Comme en Libye, la Ligue arabe, que les manifestants et les médias syriens qualifient désormais de « Ligue hébraïque », sert ainsi de couverture à une intervention étrangère. Des plans sont déjà à l’étude. Comme ceux avancés par Alain Juppé, en connivence avec le Conseil national syrien, une marionnette entre les mains des Frères musulmans et des Occidentaux, prévoyant la création de « couloirs humanitaires ». Une idée qui a fait sursauter le ministre russe des Affaires étrangères, Sergueï Lavrov qui a demandé des éclaircissements à son homologue français Alain Juppé.

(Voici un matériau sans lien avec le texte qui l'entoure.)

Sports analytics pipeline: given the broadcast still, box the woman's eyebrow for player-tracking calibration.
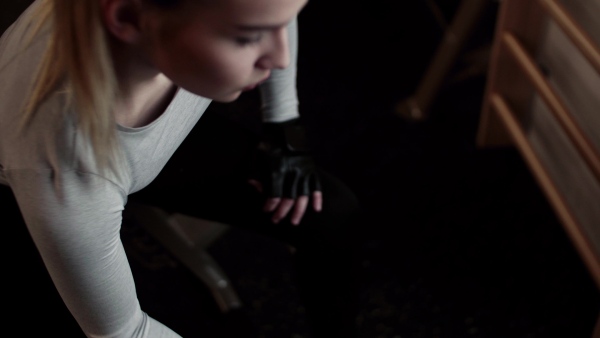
[235,23,287,31]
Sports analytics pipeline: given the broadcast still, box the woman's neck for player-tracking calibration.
[112,41,177,128]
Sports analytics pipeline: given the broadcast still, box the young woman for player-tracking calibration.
[0,0,358,337]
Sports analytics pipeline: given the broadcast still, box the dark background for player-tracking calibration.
[0,0,600,338]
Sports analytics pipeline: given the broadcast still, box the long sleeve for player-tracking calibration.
[260,18,299,122]
[8,170,180,338]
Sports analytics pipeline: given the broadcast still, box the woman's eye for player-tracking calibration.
[235,34,262,46]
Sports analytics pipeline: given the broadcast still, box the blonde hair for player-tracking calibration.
[22,0,119,169]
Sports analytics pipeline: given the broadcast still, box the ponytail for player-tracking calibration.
[22,0,119,172]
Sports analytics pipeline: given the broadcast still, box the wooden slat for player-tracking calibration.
[476,0,548,147]
[502,32,600,185]
[539,0,600,74]
[490,93,600,288]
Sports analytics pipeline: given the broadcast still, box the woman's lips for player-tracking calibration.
[243,72,271,91]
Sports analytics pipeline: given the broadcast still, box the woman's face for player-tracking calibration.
[140,0,307,102]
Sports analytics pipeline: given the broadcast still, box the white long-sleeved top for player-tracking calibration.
[0,1,298,337]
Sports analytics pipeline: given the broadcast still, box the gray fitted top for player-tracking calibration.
[0,1,298,337]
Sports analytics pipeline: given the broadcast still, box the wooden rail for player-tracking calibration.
[490,93,600,287]
[502,32,600,182]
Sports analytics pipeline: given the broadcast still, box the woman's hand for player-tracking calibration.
[249,119,323,225]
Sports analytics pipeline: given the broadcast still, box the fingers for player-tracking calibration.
[263,197,281,212]
[271,198,295,224]
[264,191,323,225]
[313,191,323,212]
[291,196,308,225]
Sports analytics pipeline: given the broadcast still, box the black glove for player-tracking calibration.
[251,118,321,199]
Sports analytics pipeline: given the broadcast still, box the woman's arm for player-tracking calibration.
[10,171,180,338]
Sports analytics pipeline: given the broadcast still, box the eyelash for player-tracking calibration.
[235,34,262,46]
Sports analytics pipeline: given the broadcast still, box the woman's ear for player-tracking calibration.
[100,0,142,43]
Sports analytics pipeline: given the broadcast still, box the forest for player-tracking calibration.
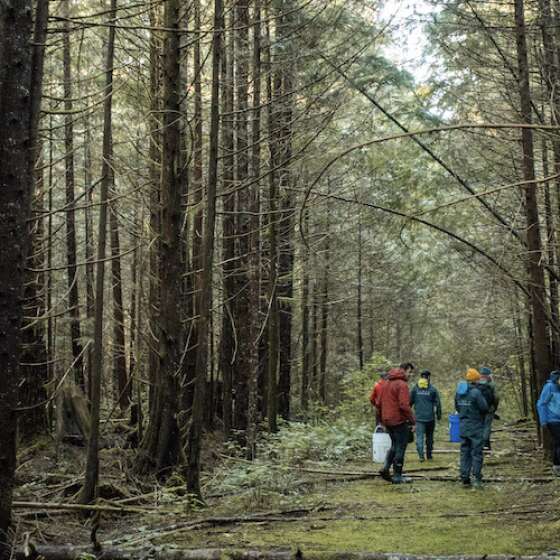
[0,0,560,560]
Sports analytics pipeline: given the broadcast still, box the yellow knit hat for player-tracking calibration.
[465,368,480,381]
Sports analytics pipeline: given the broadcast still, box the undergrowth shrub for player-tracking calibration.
[208,355,389,505]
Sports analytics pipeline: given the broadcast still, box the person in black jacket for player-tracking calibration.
[455,368,488,488]
[478,367,500,449]
[410,369,441,461]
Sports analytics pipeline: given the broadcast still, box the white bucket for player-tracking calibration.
[371,426,391,463]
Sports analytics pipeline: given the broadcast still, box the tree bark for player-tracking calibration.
[186,0,224,497]
[80,0,117,504]
[0,0,34,560]
[301,209,311,413]
[515,0,551,398]
[63,0,86,391]
[109,195,131,412]
[220,0,235,436]
[356,217,364,370]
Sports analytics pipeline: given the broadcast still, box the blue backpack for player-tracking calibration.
[457,381,469,397]
[546,389,560,418]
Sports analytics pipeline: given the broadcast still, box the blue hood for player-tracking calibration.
[457,381,469,397]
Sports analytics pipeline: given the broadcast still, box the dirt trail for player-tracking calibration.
[13,428,560,555]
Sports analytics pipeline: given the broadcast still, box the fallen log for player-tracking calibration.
[15,545,551,560]
[12,501,162,514]
[406,473,558,484]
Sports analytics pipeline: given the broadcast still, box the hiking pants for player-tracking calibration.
[385,423,409,474]
[482,412,494,448]
[416,420,436,459]
[547,422,560,466]
[461,430,484,480]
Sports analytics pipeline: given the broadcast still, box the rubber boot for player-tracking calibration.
[391,466,412,484]
[379,462,393,482]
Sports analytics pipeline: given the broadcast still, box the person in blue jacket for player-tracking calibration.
[537,370,560,476]
[455,368,488,488]
[410,369,441,461]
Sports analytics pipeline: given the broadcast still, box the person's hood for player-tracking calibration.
[387,368,406,381]
[457,381,469,397]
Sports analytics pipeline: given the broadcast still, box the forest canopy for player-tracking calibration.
[0,0,560,560]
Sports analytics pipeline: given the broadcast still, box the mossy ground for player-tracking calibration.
[18,425,560,555]
[147,426,560,555]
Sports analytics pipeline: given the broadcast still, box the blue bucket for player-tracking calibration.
[449,414,461,443]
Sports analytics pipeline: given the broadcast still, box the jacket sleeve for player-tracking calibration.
[434,387,441,420]
[537,383,551,426]
[476,390,489,414]
[399,381,416,423]
[369,385,375,406]
[494,385,500,411]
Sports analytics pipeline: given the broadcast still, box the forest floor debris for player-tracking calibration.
[15,429,560,557]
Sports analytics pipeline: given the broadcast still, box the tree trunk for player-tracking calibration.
[356,217,364,370]
[319,196,331,404]
[220,0,235,436]
[80,0,117,504]
[84,112,95,402]
[186,0,224,497]
[109,195,131,412]
[63,0,86,391]
[233,0,251,436]
[247,0,262,459]
[0,1,33,560]
[515,0,551,398]
[266,57,282,432]
[278,31,295,420]
[542,140,560,363]
[18,0,49,439]
[301,209,311,414]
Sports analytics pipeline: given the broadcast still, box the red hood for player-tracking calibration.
[387,368,407,381]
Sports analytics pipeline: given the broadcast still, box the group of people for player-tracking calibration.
[370,362,498,487]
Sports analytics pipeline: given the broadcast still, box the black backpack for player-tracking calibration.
[476,383,496,410]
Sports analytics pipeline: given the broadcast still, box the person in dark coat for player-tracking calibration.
[369,371,388,426]
[378,368,415,484]
[478,367,500,449]
[455,368,488,488]
[410,369,441,461]
[537,370,560,476]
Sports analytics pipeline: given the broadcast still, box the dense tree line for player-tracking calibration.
[5,0,560,552]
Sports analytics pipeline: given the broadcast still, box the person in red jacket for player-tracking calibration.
[369,372,387,425]
[377,367,415,484]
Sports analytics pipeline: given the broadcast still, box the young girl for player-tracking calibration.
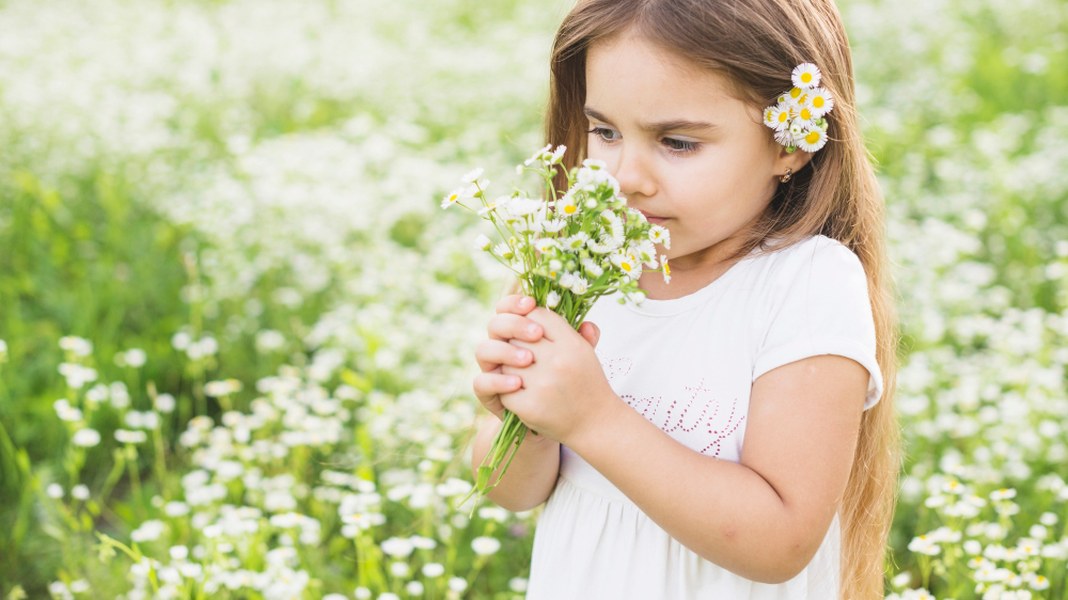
[473,0,898,600]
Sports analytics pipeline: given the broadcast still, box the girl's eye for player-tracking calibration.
[590,127,619,143]
[660,138,697,154]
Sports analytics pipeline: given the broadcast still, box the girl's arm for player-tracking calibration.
[503,311,868,583]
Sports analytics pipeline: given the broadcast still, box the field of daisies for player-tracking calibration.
[0,0,1068,600]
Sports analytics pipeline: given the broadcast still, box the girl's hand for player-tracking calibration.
[472,295,543,420]
[472,295,600,419]
[500,307,619,443]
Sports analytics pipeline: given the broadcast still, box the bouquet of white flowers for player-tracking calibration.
[441,145,671,500]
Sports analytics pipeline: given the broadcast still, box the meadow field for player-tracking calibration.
[0,0,1068,600]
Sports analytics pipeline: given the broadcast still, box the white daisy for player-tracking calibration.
[790,63,820,88]
[791,105,818,127]
[581,258,604,278]
[539,219,567,234]
[649,225,671,250]
[556,191,579,217]
[534,237,559,254]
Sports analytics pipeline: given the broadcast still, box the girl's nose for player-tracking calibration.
[615,148,657,198]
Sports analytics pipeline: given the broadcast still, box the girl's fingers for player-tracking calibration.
[486,313,545,342]
[471,373,522,419]
[579,321,600,348]
[497,294,534,315]
[474,340,534,373]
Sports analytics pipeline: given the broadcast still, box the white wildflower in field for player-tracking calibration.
[70,427,100,448]
[471,536,501,556]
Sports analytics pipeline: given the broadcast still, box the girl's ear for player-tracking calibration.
[775,146,812,174]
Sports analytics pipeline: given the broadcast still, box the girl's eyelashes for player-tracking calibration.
[590,125,701,155]
[590,125,619,144]
[660,138,701,154]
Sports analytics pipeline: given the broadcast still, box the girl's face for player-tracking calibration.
[585,33,805,291]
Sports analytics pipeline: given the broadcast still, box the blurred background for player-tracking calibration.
[0,0,1068,600]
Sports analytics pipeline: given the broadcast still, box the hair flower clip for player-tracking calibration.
[764,63,834,153]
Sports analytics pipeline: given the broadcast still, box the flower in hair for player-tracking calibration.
[764,63,834,153]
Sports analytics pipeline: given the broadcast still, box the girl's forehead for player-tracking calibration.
[585,33,749,111]
[585,29,754,101]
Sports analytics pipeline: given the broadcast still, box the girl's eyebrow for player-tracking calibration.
[582,107,716,132]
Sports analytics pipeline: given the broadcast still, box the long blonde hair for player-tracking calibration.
[546,0,900,600]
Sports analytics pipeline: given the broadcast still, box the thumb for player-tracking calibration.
[579,321,600,348]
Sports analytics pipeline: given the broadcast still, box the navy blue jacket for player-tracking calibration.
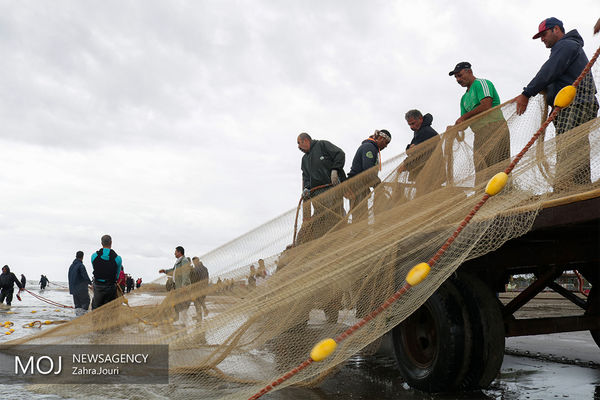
[0,267,23,290]
[523,29,588,105]
[69,258,92,294]
[348,139,379,178]
[406,113,438,150]
[301,140,346,189]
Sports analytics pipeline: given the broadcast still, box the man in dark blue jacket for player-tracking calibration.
[69,251,92,316]
[297,133,346,241]
[516,17,598,190]
[398,110,446,196]
[348,129,392,222]
[92,235,123,310]
[0,265,23,306]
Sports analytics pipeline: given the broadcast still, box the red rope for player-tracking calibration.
[249,42,600,400]
[23,289,73,308]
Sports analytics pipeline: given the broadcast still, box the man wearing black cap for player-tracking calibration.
[348,129,392,222]
[448,61,510,184]
[398,110,446,197]
[516,17,598,190]
[297,132,346,241]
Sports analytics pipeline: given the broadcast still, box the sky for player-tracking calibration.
[0,0,600,282]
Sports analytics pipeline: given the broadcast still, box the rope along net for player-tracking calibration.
[11,45,600,399]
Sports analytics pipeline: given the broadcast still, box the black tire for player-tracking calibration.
[452,273,505,390]
[585,286,600,347]
[392,281,471,393]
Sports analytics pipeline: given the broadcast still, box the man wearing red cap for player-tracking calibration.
[516,17,598,190]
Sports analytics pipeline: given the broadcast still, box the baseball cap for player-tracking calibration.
[532,17,564,39]
[448,61,471,76]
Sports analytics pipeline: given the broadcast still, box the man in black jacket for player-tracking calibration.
[348,129,392,222]
[0,265,23,306]
[398,110,446,195]
[92,235,123,310]
[516,17,598,190]
[69,251,92,316]
[190,257,209,321]
[297,133,346,240]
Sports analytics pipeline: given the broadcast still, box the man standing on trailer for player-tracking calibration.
[297,132,346,240]
[516,17,598,191]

L’idée a même surpris les responsables de l’Onu en charge du dossier humanitaire et qui n’en voient pas l’utilité. La Turquie même, qui se joint aux sanctions de la Ligue arabe, n’en est pas encore, du moins officiellement, à ce stade. Avec ses 800 kilomètres de frontières avec la Syrie, et la relance de la lutte armée des Kurdes du PKK, les dirigeants islamistes turcs hésitent toujours à franchir le pas. Avec leur doctrine de « zéro ennemi », ils risquent d’avoir sur le dos la Syrie, les Kurdes, les Arméniens (alliés historiques de la Syrie), l’Irak et l’Iran.
C’est dans ce contexte qu’il faudra lire le « message » iranien adressé peu avant la réunion de la Ligue arabe au Caire le 27 novembre à la Turquie qui y a pris part et qui s’est dit prête à en appliquer les décisions.
Que dit ce message ultimatum iranien ?
"Si nous sommes menacés, nous comptons d'abord prendre pour cible le bouclier de défense antimissile de l'Otan en Turquie. Et ensuite nous nous en prendrons à d'autres cibles". L’ultimatum est du général Amir Ali Hajizadeh, commandant des forces aériennes des Gardiens de la Révolution.
S'adressant à des unités de la milice des Bassidji à Khorramabad (ouest), le général Hajizadeh a affirmé que la position de l'Iran était dorénavant "de répondre aux menaces par la menace", conformément à une directive émise ce mois-ci par le Guide suprême de la Révolution, l'ayatollah Ali Khamenei.
Les forces dirigées par le général Hajizadeh sont chargées des systèmes de missiles des Gardiens de la Révolution.
La Turquie a accepté l'an dernier l'installation dans le sud-est de son territoire d'un système radar d'alerte précoce, qui fait partie du bouclier antimissile de l'Otan destiné, selon les Etats-Unis, à faire face aux menaces d'attaques de missiles venant du Moyen-Orient, en particulier d'Iran.
La veille, c’était au tour du Secrétaire général du Hezbollah libanais, Hassan Nasrallah de hausser le ton et de réaffirmer son engagement du côté de la Syrie. Certains milieux proches du Hezbollah n’hésitent plus à proférer des menaces directes contre les intérêts occidentaux dans la région, notamment contre les forces de la Finul au Liban, qui regroupe des unités françaises.
Jusqu’ici, la Syrie n’a pas jeté dans la bataille toutes ses cartes. Acculée, elle n’hésitera à y recourir.
La course vers l’abîme est entamée. Le Proche-Orient est au bord d’une conflagration majeure qui semble désormais échapper à ses planificateurs.